Desiccating potato crops: What are the options in 2021?

Written by Richard Halleron from Agriland

With diquat no longer available (Northern Ireland or Republic of Ireland), Irish potato growers will have no option but to look at other crop desiccation options over the coming weeks.

This issue was the focus of a farm demonstration, hosted by the College of Agriculture Food and Rural Enterprise (CAFRE) at its Greenmount farm in Co. Antrim this week, which Agriland went along to.

CAFRE tillage advisor Leigh McClean confirmed the importance of effective desiccation as a potato crop management tool.

He said: “The destruction of the haulm is important when it comes to controlling tuber size. This is particularly so for those farmers growing seed, salad potatoes or supplying supermarket contracts.

“Taking the tops off also controls disease within a crop. Blight is one of these but there are also a number of viruses that can attack potatoes.

“In the past sulphuric acid was used to desiccate potatoes with diquat, the last in the list of chemicals with a similar mode of action.”

What desiccation options are currently available?

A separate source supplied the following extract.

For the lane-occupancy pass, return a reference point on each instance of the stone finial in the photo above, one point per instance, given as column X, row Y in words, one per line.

With diquat out of the way, what are the desiccation options now open to Irish potato growers?

Leigh McClean explained: “Spraying with PPO inhibitors only, is an option. This option has been used over the past couple of years in GB [Great Britain], where they have less rainfall and can enjoy the prospect of better weather in the lead up to harvest.

“However, experience with these products indicates that they work best when crops have already started to senesce.

PPO inhibitors are forms of herbicide, which work by disturbing plant cell membranes.”

The CAFRE representative went on to point out that PPO inhibitors will work on later season, ware crops.

But anyone wishing to take down seed or salad crops, which would still be demonstrating vigorous growth, other haulm control options should be looked at.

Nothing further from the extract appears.